Depois dos testes, os pesquisadores compararam as conclusões dos dois modelos de IA com os resultados de um algoritmo padrão, conhecido como Modelo de Cox. Com os três modelos, foram avaliados os dados de um banco de dados de livre acesso de dados genéticos, físicos e de saúde chamado UK Biobank.

Essa banco de dados reúne dados de mais de 500 mil pessoas, coletados entre 2006 e 2016. Nesse período, cerca de 14.500 dos participantes morreram. As principais causas dessas mortes foram câncer, doenças cardíacas e doenças respiratórias.

As variáveis

Os três modelos utilizados pelos cientistas determinaram que fatores como idade, sexo, histórico de tabagismo e diagnósticos precoces de câncer foram as principais variáveis para avaliar a probabilidade de morte prematura de uma pessoa. Entretanto, em outros fatores-chave, os modelos divergiram, segundo os pesquisadores.

O modelo de Cox se baseou em fatores como etnicidade e atividade física, já os modelos de IA não.
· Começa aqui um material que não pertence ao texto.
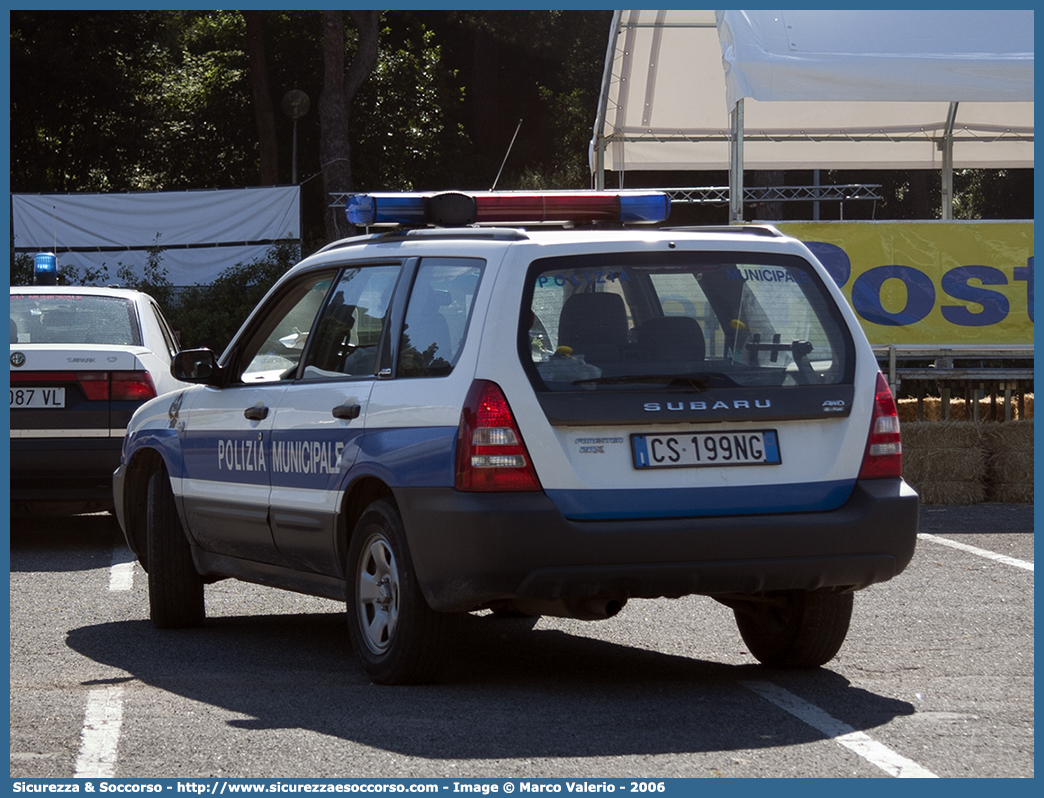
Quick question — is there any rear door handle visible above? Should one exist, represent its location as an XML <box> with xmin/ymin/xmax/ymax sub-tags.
<box><xmin>243</xmin><ymin>404</ymin><xmax>268</xmax><ymax>421</ymax></box>
<box><xmin>338</xmin><ymin>404</ymin><xmax>362</xmax><ymax>421</ymax></box>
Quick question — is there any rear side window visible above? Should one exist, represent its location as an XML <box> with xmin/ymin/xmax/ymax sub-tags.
<box><xmin>520</xmin><ymin>253</ymin><xmax>853</xmax><ymax>391</ymax></box>
<box><xmin>396</xmin><ymin>258</ymin><xmax>484</xmax><ymax>377</ymax></box>
<box><xmin>10</xmin><ymin>294</ymin><xmax>141</xmax><ymax>346</ymax></box>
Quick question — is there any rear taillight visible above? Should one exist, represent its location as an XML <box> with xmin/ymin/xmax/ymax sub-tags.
<box><xmin>10</xmin><ymin>371</ymin><xmax>157</xmax><ymax>402</ymax></box>
<box><xmin>113</xmin><ymin>371</ymin><xmax>156</xmax><ymax>402</ymax></box>
<box><xmin>859</xmin><ymin>372</ymin><xmax>903</xmax><ymax>479</ymax></box>
<box><xmin>455</xmin><ymin>380</ymin><xmax>541</xmax><ymax>491</ymax></box>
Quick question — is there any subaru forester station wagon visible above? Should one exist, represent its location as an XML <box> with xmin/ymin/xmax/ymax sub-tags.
<box><xmin>114</xmin><ymin>192</ymin><xmax>918</xmax><ymax>684</ymax></box>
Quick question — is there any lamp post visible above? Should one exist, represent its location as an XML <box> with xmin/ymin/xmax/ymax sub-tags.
<box><xmin>283</xmin><ymin>89</ymin><xmax>309</xmax><ymax>185</ymax></box>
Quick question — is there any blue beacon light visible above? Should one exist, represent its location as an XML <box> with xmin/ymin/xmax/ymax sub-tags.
<box><xmin>32</xmin><ymin>252</ymin><xmax>58</xmax><ymax>285</ymax></box>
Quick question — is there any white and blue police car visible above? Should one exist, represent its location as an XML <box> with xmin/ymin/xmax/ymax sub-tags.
<box><xmin>114</xmin><ymin>191</ymin><xmax>918</xmax><ymax>683</ymax></box>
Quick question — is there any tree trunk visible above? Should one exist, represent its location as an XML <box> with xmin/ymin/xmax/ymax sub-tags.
<box><xmin>242</xmin><ymin>11</ymin><xmax>279</xmax><ymax>186</ymax></box>
<box><xmin>318</xmin><ymin>10</ymin><xmax>380</xmax><ymax>241</ymax></box>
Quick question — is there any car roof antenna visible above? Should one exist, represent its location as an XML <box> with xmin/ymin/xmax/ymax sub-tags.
<box><xmin>490</xmin><ymin>119</ymin><xmax>522</xmax><ymax>191</ymax></box>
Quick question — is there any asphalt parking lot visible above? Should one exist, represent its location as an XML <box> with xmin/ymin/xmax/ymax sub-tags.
<box><xmin>10</xmin><ymin>504</ymin><xmax>1035</xmax><ymax>784</ymax></box>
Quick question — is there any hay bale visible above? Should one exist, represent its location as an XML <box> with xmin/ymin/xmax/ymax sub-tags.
<box><xmin>900</xmin><ymin>421</ymin><xmax>987</xmax><ymax>504</ymax></box>
<box><xmin>982</xmin><ymin>419</ymin><xmax>1034</xmax><ymax>504</ymax></box>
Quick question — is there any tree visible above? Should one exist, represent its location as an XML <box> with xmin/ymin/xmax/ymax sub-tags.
<box><xmin>319</xmin><ymin>10</ymin><xmax>381</xmax><ymax>240</ymax></box>
<box><xmin>242</xmin><ymin>11</ymin><xmax>279</xmax><ymax>186</ymax></box>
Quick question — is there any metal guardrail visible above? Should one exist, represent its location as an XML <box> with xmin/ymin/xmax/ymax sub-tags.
<box><xmin>874</xmin><ymin>346</ymin><xmax>1034</xmax><ymax>421</ymax></box>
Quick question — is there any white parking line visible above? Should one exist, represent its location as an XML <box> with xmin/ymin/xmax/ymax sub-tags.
<box><xmin>918</xmin><ymin>532</ymin><xmax>1034</xmax><ymax>570</ymax></box>
<box><xmin>740</xmin><ymin>681</ymin><xmax>939</xmax><ymax>778</ymax></box>
<box><xmin>109</xmin><ymin>546</ymin><xmax>134</xmax><ymax>590</ymax></box>
<box><xmin>72</xmin><ymin>684</ymin><xmax>123</xmax><ymax>778</ymax></box>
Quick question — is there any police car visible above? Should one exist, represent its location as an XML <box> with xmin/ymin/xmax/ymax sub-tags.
<box><xmin>114</xmin><ymin>192</ymin><xmax>918</xmax><ymax>683</ymax></box>
<box><xmin>9</xmin><ymin>279</ymin><xmax>186</xmax><ymax>514</ymax></box>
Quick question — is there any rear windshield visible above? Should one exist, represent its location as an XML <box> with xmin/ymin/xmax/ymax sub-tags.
<box><xmin>520</xmin><ymin>253</ymin><xmax>854</xmax><ymax>391</ymax></box>
<box><xmin>10</xmin><ymin>294</ymin><xmax>141</xmax><ymax>346</ymax></box>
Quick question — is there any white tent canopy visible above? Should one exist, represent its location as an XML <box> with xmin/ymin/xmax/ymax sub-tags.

O modelo floresta aleatória deu maior ênfase na porcentagem de gordura corporal, mais precisamente na circunferência da cintura, quantidade de frutas e legumes que as pessoas ingeriam e o tom de suas peles, segundo o estudo.

Já o modelo de aprendizagem profunda, os principais fatores incluíam exposição à riscos relacionados ao trabalho e à poluição do ar, ingestão de álcool e o uso de alguns tipos de medicações.

Quando os dados foram processados, o algoritmo de aprendizagem profunda foi capaz de fornecer previsões mais precisas. Essa IA conseguiu identificar corretamente 76% dos indivíduos que morreram durante o estudo. A IA floresta aleatória previu corretamente 64% das mortes  prematuras. Já o modelo de Cox apenas 44%.

Esta não é a primeira vez que IA são utilizadas para auxiliar os cientistas na previsão e disgnósticos de saúde. Em 2017, uma outra equipe de pesquisadores utilizou uma IA para aprender a detectar sinais prematuros da doença de Alzheimer.

A máquina avaliou varreduras cerebrais para conseguir identificar se uma pessoa teria probabilidade de desenvolver Alzheimer. Os resultados foram surpreendentes. A IA conseguiu prever com cerca de 84% de precisão, o estudo publicado na revista Neurobiology of Aging.